FIG. 9 is a block diagram illustrating a display driving circuit according to an example embodiment of the inventive concept;

FIG. 10 is a conceptual diagram illustrating a method of operating a display driving circuit, according to an example embodiment of the inventive concept;

FIG. 11 is a timing diagram of a display driving circuit according to an example embodiment of the inventive concept;

FIG. 12 is a flowchart illustrating a method of repeating internal encoding of a display driving circuit according to an example embodiment of the inventive concept;

FIG. 13 is a flowchart illustrating a method of operating a display driving circuit, according to an example embodiment of the inventive concept;

FIG. 14 is a block diagram illustrating a portion of a display driving circuit according to an example embodiment of the inventive concept; and

FIG. 15 is a timing diagram of a display driving circuit according to an example embodiment of the inventive concept.

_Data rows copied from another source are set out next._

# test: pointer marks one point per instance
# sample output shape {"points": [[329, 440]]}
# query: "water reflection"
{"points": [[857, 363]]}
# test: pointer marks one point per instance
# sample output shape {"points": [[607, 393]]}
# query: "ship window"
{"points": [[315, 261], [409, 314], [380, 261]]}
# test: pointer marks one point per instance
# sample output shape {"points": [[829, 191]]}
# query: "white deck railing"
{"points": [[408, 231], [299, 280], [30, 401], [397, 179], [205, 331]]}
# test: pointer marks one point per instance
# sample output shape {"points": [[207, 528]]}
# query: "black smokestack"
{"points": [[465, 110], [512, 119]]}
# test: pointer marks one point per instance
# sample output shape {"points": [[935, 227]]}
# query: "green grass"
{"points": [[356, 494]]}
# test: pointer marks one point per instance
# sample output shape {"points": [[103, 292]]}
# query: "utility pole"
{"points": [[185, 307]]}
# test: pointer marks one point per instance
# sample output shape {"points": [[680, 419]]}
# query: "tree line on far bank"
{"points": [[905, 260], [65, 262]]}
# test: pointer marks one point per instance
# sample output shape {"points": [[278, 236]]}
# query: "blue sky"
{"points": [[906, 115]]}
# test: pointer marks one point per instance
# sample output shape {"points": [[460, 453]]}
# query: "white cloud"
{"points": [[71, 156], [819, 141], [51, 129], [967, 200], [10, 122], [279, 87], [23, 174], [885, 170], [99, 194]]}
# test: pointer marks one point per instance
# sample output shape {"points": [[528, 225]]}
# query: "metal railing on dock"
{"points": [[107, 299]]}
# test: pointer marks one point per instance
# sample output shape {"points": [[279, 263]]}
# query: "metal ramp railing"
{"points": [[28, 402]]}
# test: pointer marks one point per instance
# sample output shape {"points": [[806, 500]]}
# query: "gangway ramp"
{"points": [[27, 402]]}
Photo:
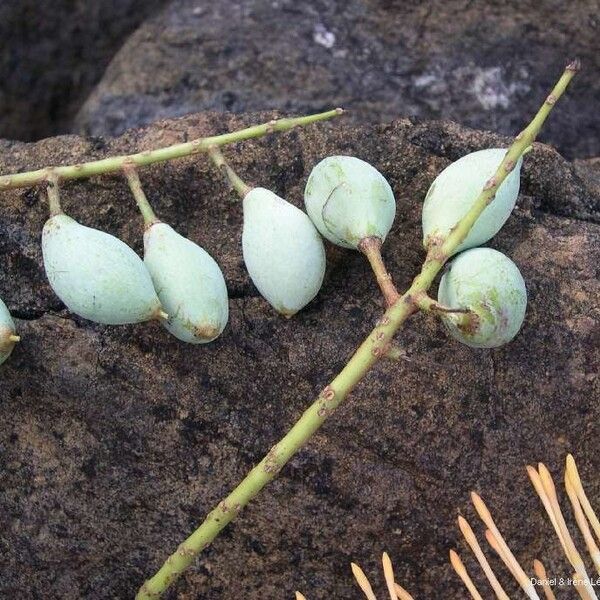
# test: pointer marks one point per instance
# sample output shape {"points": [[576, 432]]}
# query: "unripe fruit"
{"points": [[348, 200], [189, 283], [490, 285], [283, 251], [456, 188], [96, 275], [8, 337]]}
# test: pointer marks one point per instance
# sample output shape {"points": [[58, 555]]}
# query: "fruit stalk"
{"points": [[135, 185], [371, 248], [53, 195], [140, 159], [376, 346], [237, 183]]}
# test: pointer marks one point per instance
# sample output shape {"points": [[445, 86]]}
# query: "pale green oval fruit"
{"points": [[8, 330], [96, 275], [283, 251], [189, 284], [488, 283], [456, 188], [348, 200]]}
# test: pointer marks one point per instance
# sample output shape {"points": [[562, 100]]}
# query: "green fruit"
{"points": [[283, 251], [189, 283], [8, 337], [490, 285], [96, 275], [456, 188], [348, 200]]}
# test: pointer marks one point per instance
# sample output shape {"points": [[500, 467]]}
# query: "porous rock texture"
{"points": [[483, 64], [116, 441]]}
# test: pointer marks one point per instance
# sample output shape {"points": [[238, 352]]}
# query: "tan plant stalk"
{"points": [[375, 346]]}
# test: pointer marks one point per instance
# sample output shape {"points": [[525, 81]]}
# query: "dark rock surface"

DETAILED DESCRIPTION OF THE EMBODIMENTS

Hereinafter, embodiments of the inventive concept will be described in detail with reference to the accompanying drawings.

FIG. 1 is a block diagram illustrating an electronic device 10 according to an example embodiment of the inventive concept.

Referring to FIG. 1, the electronic device 10 may include a host processor 100, a display driving circuit (or a display driver (DDI)) 200, and a display panel 300.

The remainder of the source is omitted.